Lifecycle-state evidence helps a recipient decide whether an asset is active, accepted, deployed, repaired, transferred, revoked, retired, or decommissioned. Audit evidence helps show whether controls operated for a specific product, event, supplier, or lifecycle stage.

Decision Supported

What is the current lifecycle state of the asset, and what evidence shows that lifecycle decisions were made and executed correctly?

Who Produces It

Asset management systems, manufacturers, operators, service providers, repairers, transfer agents, identity systems, decommissioning workflows, auditors, and assessors may produce lifecycle-state and audit evidence.

Who Consumes It

Operators, buyers, auditors, assessors, incident responders, product-security teams, procurement teams, and downstream service providers may consume it.

When It Is Generated

Evidence may be generated during acceptance, deployment, update, repair, transfer, revocation, audit, incident response, and decommissioning.

When It Is Verified

Verification may occur during audit, renewal, repair return-to-service, ownership transfer, incident investigation, or decommissioning review.

Evidence Examples

  • Asset lifecycle-state records.
  • Acceptance records.
  • Deployment records.
  • Repair records.
  • Re-provisioning evidence.
  • Transfer and ownership records.
  • Revocation logs.
  • Decommissioning records.
  • Audit logs.
  • Verifier logs.
  • Control assessment records.

What Makes It Verifiable

Lifecycle-state and audit evidence is stronger when events are timestamped, attributable, integrity-protected, tied to a product or asset identity, and connected to the evidence that justified the lifecycle decision.

Retention

Retention depends on asset life, support life, contractual obligations, audit needs, incident response, and decommissioning requirements.

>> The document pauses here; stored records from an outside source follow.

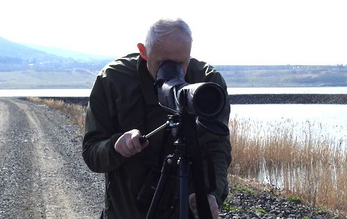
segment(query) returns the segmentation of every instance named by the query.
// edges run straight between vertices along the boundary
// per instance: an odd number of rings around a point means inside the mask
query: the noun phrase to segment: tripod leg
[[[180,159],[180,219],[188,218],[188,176],[189,162],[187,157]]]
[[[172,162],[172,156],[171,156],[170,155],[167,156],[162,168],[162,175],[160,175],[157,188],[155,189],[155,193],[154,193],[154,196],[152,200],[152,202],[151,203],[151,206],[149,207],[147,216],[146,217],[146,219],[152,219],[155,218],[155,217],[159,202],[160,201],[160,199],[162,197],[162,193],[167,184],[168,176],[169,175],[169,173],[171,172]]]

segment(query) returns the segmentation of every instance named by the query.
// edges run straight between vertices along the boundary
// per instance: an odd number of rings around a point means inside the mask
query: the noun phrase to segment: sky
[[[190,26],[212,65],[347,65],[346,0],[3,0],[0,37],[121,57],[162,17]]]

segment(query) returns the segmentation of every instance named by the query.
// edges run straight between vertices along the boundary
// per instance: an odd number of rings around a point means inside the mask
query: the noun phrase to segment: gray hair
[[[192,37],[190,27],[180,18],[174,19],[161,19],[152,24],[149,28],[144,42],[146,55],[149,56],[153,46],[158,43],[162,36],[177,30],[187,33],[189,42],[192,42],[193,38]]]

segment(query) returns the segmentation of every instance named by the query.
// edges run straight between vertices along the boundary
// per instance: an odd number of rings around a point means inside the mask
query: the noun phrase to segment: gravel
[[[97,218],[103,175],[82,158],[82,135],[49,107],[0,98],[0,218]]]
[[[103,175],[82,155],[82,130],[44,105],[0,97],[0,218],[98,218]],[[231,189],[220,218],[346,218],[271,191]]]

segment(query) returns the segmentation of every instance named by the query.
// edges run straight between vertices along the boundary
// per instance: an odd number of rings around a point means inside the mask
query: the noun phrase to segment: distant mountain
[[[0,37],[0,71],[66,70],[74,67],[99,70],[113,58],[37,46],[36,48]]]
[[[114,56],[98,56],[98,55],[92,55],[92,54],[86,54],[81,52],[77,52],[74,51],[67,50],[67,49],[62,49],[59,48],[45,47],[41,45],[35,45],[35,44],[25,44],[28,47],[37,49],[40,51],[45,51],[48,54],[54,54],[56,56],[62,56],[64,58],[74,58],[78,61],[83,62],[91,62],[94,60],[111,60],[115,59]]]

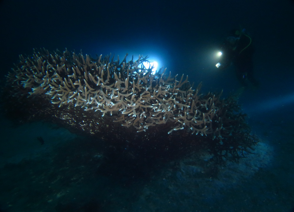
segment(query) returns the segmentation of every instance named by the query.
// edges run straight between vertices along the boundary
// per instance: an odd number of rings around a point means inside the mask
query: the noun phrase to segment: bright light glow
[[[149,61],[149,62],[143,62],[143,65],[146,68],[148,68],[149,66],[151,68],[153,65],[153,67],[152,69],[152,71],[151,73],[152,74],[155,74],[156,73],[156,71],[157,70],[157,67],[158,66],[158,63],[156,61]]]

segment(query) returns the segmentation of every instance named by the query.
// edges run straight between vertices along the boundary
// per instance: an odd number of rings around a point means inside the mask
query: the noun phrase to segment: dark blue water
[[[129,60],[148,55],[173,75],[202,82],[203,93],[223,89],[225,97],[240,85],[233,67],[216,68],[215,54],[231,29],[245,28],[260,85],[245,88],[239,102],[261,141],[255,154],[229,163],[214,178],[202,175],[189,158],[155,168],[145,178],[136,170],[116,173],[115,162],[97,171],[105,156],[99,141],[46,123],[13,127],[1,116],[0,211],[291,211],[293,22],[290,0],[2,1],[2,79],[19,55],[34,48],[120,58],[128,53]]]

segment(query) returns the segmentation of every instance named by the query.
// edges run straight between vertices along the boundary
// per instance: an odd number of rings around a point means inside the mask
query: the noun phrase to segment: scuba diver
[[[245,29],[232,30],[221,46],[219,52],[219,55],[221,54],[220,61],[216,65],[219,68],[224,69],[233,64],[237,79],[243,87],[247,85],[248,81],[255,87],[258,85],[253,76],[254,50],[251,41]]]

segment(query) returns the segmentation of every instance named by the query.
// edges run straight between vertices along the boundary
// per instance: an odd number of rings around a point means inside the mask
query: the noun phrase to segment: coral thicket
[[[256,143],[235,98],[201,94],[188,76],[152,74],[143,65],[147,57],[127,56],[94,59],[45,49],[21,55],[2,89],[6,113],[111,141],[185,137],[220,159],[238,159]]]

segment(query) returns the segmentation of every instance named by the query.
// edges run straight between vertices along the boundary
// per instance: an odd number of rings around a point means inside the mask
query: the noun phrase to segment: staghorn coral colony
[[[20,121],[49,121],[110,142],[184,140],[217,161],[253,149],[258,141],[233,98],[201,94],[188,76],[179,80],[161,69],[152,74],[143,65],[147,57],[127,62],[127,55],[121,62],[67,50],[20,55],[6,76],[3,106]]]

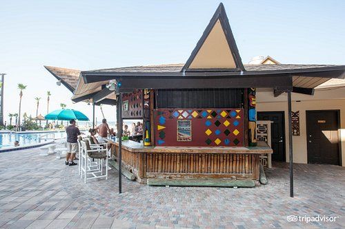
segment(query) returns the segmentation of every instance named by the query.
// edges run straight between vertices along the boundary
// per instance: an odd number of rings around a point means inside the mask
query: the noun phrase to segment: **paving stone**
[[[109,228],[113,221],[112,217],[99,217],[92,224],[92,228]]]
[[[70,221],[70,219],[54,219],[50,223],[46,228],[46,229],[62,229],[66,228],[66,226]]]
[[[26,229],[39,229],[39,228],[46,228],[53,219],[39,219],[35,220],[32,222],[32,223],[30,224]]]
[[[26,163],[8,167],[13,157]],[[0,153],[0,228],[343,228],[345,169],[294,164],[295,198],[289,197],[288,164],[266,169],[268,184],[254,188],[151,187],[122,179],[84,184],[77,166],[38,149]],[[40,215],[41,212],[43,214]],[[334,223],[288,222],[288,215],[339,216]],[[84,220],[85,219],[85,220]],[[34,220],[32,221],[32,220]],[[37,223],[37,224],[35,224]],[[28,225],[26,225],[28,226]]]

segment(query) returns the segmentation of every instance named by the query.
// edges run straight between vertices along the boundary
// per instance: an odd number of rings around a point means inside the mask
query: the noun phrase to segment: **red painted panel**
[[[243,116],[242,109],[156,109],[155,145],[242,146]],[[177,120],[181,120],[191,121],[191,141],[177,140]]]

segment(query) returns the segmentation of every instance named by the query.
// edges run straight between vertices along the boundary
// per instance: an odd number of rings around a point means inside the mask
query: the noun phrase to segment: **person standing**
[[[108,137],[108,133],[109,133],[110,135],[112,134],[109,126],[108,125],[107,120],[105,118],[102,120],[102,124],[96,127],[96,130],[98,133],[98,142],[99,143],[106,142],[104,138]]]
[[[73,162],[73,158],[75,157],[75,154],[78,151],[78,136],[81,135],[80,131],[75,125],[74,119],[70,120],[70,125],[66,129],[67,133],[67,154],[66,156],[66,165],[70,166],[77,165],[77,163]]]

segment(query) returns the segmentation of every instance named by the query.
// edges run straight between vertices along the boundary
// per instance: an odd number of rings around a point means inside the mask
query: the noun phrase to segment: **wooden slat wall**
[[[146,155],[148,174],[247,175],[245,176],[247,178],[257,177],[257,157],[255,155],[171,153]]]
[[[118,149],[115,148],[117,157]],[[259,154],[134,153],[122,149],[122,166],[139,181],[180,177],[257,180],[259,162]]]

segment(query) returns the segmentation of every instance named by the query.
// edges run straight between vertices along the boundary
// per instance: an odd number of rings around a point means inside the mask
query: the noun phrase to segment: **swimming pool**
[[[52,138],[54,134],[55,139],[63,138],[66,137],[65,131],[60,132],[35,132],[35,133],[0,133],[0,149],[13,147],[14,142],[19,142],[20,146],[27,145],[32,145],[40,143],[39,138],[43,135],[46,135],[48,133],[51,134],[48,136]],[[51,140],[50,138],[50,140]],[[46,140],[42,140],[41,143],[43,143]]]

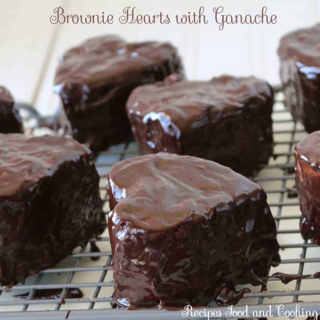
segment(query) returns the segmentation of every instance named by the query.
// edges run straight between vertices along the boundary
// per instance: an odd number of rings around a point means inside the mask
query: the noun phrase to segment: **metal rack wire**
[[[302,239],[299,229],[300,212],[298,198],[288,196],[290,188],[294,183],[293,148],[306,134],[302,126],[293,121],[290,112],[284,108],[283,99],[282,93],[278,92],[272,115],[274,158],[253,180],[266,191],[278,230],[282,260],[280,266],[270,273],[274,271],[311,275],[287,285],[278,279],[270,279],[268,291],[260,292],[259,287],[252,287],[252,292],[245,294],[234,308],[243,310],[246,305],[249,306],[249,311],[265,310],[270,305],[269,299],[273,298],[271,305],[273,310],[279,304],[285,304],[285,309],[293,309],[299,302],[305,310],[316,310],[320,313],[320,282],[313,275],[320,271],[320,264],[317,263],[320,262],[320,248]],[[108,172],[117,162],[137,155],[135,144],[128,142],[112,147],[97,158],[96,164],[101,177],[100,190],[106,213],[109,209],[105,190]],[[113,284],[109,238],[105,232],[101,238],[92,241],[96,242],[101,252],[89,252],[88,244],[55,268],[28,279],[25,284],[0,288],[0,318],[63,319],[68,317],[66,312],[68,310],[71,310],[68,315],[71,319],[183,318],[179,310],[165,312],[155,309],[128,311],[110,308]],[[93,261],[91,258],[100,260]],[[75,287],[83,290],[84,297],[67,299],[68,290]],[[45,289],[61,289],[60,298],[62,299],[34,299],[37,291]],[[26,299],[13,297],[17,293],[26,292],[28,292]],[[65,301],[65,304],[63,303]],[[207,310],[218,309],[222,312],[223,318],[228,317],[225,315],[226,308],[212,304],[207,308]]]

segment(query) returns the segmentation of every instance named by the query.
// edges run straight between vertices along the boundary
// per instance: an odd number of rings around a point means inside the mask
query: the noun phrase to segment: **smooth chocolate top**
[[[0,134],[0,197],[21,195],[65,161],[76,161],[90,153],[70,138]]]
[[[4,103],[12,107],[13,103],[13,98],[6,88],[0,86],[0,105]]]
[[[320,67],[320,23],[284,36],[278,49],[280,57]]]
[[[65,53],[56,74],[55,84],[80,83],[89,88],[107,84],[141,81],[148,67],[159,67],[177,53],[169,43],[128,43],[115,36],[90,39]],[[59,92],[61,86],[56,87]]]
[[[156,119],[163,126],[172,122],[183,131],[218,122],[251,102],[253,107],[273,95],[266,82],[254,77],[224,75],[210,81],[188,81],[171,75],[163,82],[136,88],[126,108],[129,114],[141,115],[144,122]]]
[[[296,146],[296,156],[320,169],[320,131],[308,135]]]
[[[174,228],[246,199],[261,187],[226,167],[195,157],[160,152],[124,160],[109,173],[116,216],[144,230]]]

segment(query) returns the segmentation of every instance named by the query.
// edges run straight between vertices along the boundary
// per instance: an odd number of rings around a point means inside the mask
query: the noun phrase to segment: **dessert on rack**
[[[67,51],[57,70],[63,125],[93,151],[122,142],[131,135],[125,105],[132,90],[182,71],[170,44],[128,43],[113,36],[90,39]]]
[[[173,74],[135,89],[126,108],[142,154],[192,156],[252,175],[272,154],[274,100],[270,86],[254,77]]]
[[[90,153],[70,138],[0,134],[0,285],[53,267],[105,228]]]

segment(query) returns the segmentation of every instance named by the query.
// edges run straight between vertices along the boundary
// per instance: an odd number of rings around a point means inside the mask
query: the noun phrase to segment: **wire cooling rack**
[[[313,275],[320,271],[320,248],[301,238],[299,228],[300,213],[298,198],[290,197],[291,189],[294,184],[293,148],[306,133],[301,125],[293,121],[290,112],[284,107],[283,98],[282,92],[278,92],[272,115],[274,156],[253,180],[267,192],[277,224],[282,260],[279,267],[271,268],[270,274],[280,272],[311,275],[287,285],[283,284],[277,278],[270,279],[268,282],[268,291],[262,292],[260,292],[260,287],[249,286],[252,292],[245,294],[234,308],[243,310],[248,305],[250,312],[265,310],[271,305],[273,313],[276,315],[277,306],[283,304],[284,310],[290,310],[294,309],[298,303],[300,309],[316,310],[320,314],[320,280],[315,279]],[[29,112],[29,118],[30,115]],[[31,116],[32,118],[33,115]],[[97,158],[96,166],[101,177],[100,191],[106,214],[109,209],[105,188],[108,172],[117,162],[138,155],[135,144],[128,142],[112,147]],[[0,289],[0,319],[186,318],[182,316],[181,310],[166,312],[155,308],[128,311],[111,309],[110,297],[113,291],[112,257],[108,231],[101,238],[92,241],[101,252],[91,252],[88,243],[77,248],[73,254],[55,268],[29,277],[25,284]],[[75,288],[82,291],[83,297],[67,299],[68,290]],[[48,289],[61,289],[60,297],[46,300],[34,299],[36,293]],[[26,299],[14,296],[26,293]],[[228,317],[225,314],[227,307],[218,307],[213,303],[206,309],[219,310],[223,318]]]

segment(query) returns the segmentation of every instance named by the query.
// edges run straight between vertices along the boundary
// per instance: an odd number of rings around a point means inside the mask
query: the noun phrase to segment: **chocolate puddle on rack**
[[[277,278],[280,279],[281,282],[284,284],[287,284],[289,282],[294,280],[300,280],[301,279],[305,279],[306,278],[308,278],[311,275],[301,275],[297,274],[288,274],[286,273],[283,273],[282,272],[276,272],[274,273],[271,276],[266,277],[265,278],[261,278],[260,279],[260,281],[262,283],[262,286],[261,288],[260,292],[262,292],[263,291],[267,291],[267,282],[269,279],[272,278]]]
[[[216,295],[215,300],[219,306],[226,305],[236,304],[243,297],[245,293],[250,293],[251,291],[247,288],[237,291],[232,282],[228,282]]]

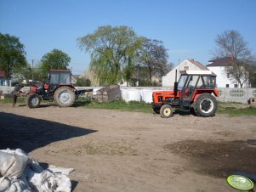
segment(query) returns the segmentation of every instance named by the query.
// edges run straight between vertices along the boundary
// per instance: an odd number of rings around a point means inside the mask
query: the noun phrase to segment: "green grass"
[[[256,116],[256,107],[236,102],[218,102],[217,114],[236,116]]]

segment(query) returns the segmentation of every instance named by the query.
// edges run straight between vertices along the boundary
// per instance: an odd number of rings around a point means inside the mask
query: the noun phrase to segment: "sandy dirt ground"
[[[73,191],[236,191],[227,175],[256,172],[256,117],[210,118],[0,103],[0,148],[75,169]]]

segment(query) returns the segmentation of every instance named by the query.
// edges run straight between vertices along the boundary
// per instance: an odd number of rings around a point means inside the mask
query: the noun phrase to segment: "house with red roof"
[[[175,73],[177,70],[177,81],[180,76],[180,71],[208,71],[202,63],[191,59],[185,59],[178,66],[169,71],[166,76],[162,77],[162,87],[171,87],[174,86],[175,82]]]
[[[0,86],[7,86],[7,79],[4,71],[0,69]]]
[[[231,66],[234,63],[234,58],[227,56],[209,60],[209,64],[206,65],[210,71],[217,75],[216,85],[217,88],[238,88],[237,82],[231,78],[230,74],[225,72],[226,66]],[[247,83],[245,83],[245,86]]]

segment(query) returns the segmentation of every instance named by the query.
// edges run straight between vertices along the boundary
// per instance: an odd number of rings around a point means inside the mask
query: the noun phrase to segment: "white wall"
[[[226,84],[229,84],[230,88],[235,88],[235,84],[236,84],[236,81],[227,77],[224,66],[209,66],[208,68],[217,75],[217,88],[226,88]]]

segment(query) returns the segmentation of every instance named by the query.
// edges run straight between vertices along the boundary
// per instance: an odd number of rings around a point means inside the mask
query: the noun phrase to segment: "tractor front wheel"
[[[194,110],[198,116],[213,116],[217,110],[217,100],[211,94],[202,94],[197,98],[195,103]]]
[[[55,91],[54,94],[55,104],[60,107],[70,107],[71,106],[76,99],[74,90],[67,86],[63,86]]]
[[[160,109],[160,115],[162,118],[169,118],[173,113],[174,109],[169,104],[163,104]]]
[[[31,93],[26,97],[26,105],[31,109],[37,108],[41,103],[41,98],[38,94]]]

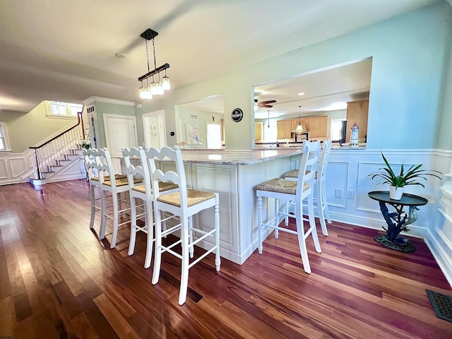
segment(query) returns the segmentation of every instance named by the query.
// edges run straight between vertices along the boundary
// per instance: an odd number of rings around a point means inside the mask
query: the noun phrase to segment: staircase
[[[68,178],[64,172],[76,165],[79,169],[78,178],[83,177],[81,141],[85,135],[83,112],[83,108],[78,114],[76,124],[40,145],[29,148],[33,168],[33,177],[30,179],[32,184],[40,186],[46,182],[75,179]],[[71,174],[73,177],[73,171]]]

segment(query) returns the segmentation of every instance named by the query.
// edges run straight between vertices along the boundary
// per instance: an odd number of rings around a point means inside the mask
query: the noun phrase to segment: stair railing
[[[52,171],[52,167],[60,166],[61,162],[76,155],[81,142],[85,139],[85,129],[82,111],[77,113],[77,124],[37,146],[30,147],[30,153],[35,180],[44,178],[44,174]]]

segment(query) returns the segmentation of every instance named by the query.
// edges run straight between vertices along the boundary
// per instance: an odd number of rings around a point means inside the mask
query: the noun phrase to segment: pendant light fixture
[[[302,106],[298,107],[298,126],[295,129],[295,132],[299,133],[303,131],[303,127],[302,126]]]
[[[146,61],[148,62],[148,73],[138,78],[138,81],[141,83],[139,90],[140,97],[141,99],[152,99],[153,95],[162,95],[165,93],[165,90],[171,88],[170,78],[167,76],[167,69],[170,68],[170,64],[165,64],[158,68],[157,67],[155,61],[155,44],[154,43],[154,38],[157,35],[158,35],[158,33],[150,28],[148,28],[140,35],[141,37],[145,39],[146,45]],[[148,40],[150,40],[151,39],[153,40],[153,52],[154,53],[154,69],[153,71],[150,71],[149,67],[149,51],[148,49]],[[163,71],[165,71],[165,76],[162,77],[160,81],[160,72]],[[157,74],[158,74],[158,81],[156,83],[154,80],[154,76]],[[151,78],[152,81],[150,81]],[[143,81],[145,81],[144,86]]]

Some records may need to survive ownership transfer or retirement.

Practical Questions

Questions to ask suppliers

  • What artifact, record, measurement, certificate, manifest, log, or report can you provide for this evidence area?
  • When is it generated, updated, superseded, or retired?
  • What product, component, version, supplier scope, or lifecycle event is it bound to?

Questions to ask internally

  • What decision will this evidence support: selection, acceptance, operation, update, audit, transfer, or retirement?
  • Who verifies it, what acceptance criteria apply, and what happens if the evidence is missing or inconsistent?
  • How long does it need to remain available and interpretable?

Questions to ask assessors / auditors

  • Can origin, integrity, freshness, scope, and product binding be checked independently?
  • Is there a clear trail from the evidence to the control, requirement, or assurance claim being assessed?
  • Are gaps, exceptions, expired artifacts, or remediation actions recorded?

Questions to ask implementers

  • What system or process produces this evidence with enough metadata for later verification?
  • How are signatures, hashes, timestamps, issuers, trust anchors, and access controls protected?
  • How will recipients retrieve, verify, refresh, and correlate the evidence across lifecycle events?

Standards And Technology Support

Relevant mappings may include asset management systems, audit evidence stores, signed logs, revocation mechanisms, certificate lifecycle records, RATS verifier logs, and governance frameworks.

What It Does Not Solve

Lifecycle-state records do not prove technical integrity unless connected to integrity evidence. Audit records do not prove security by themselves unless they connect controls, evidence, verification, and decisions.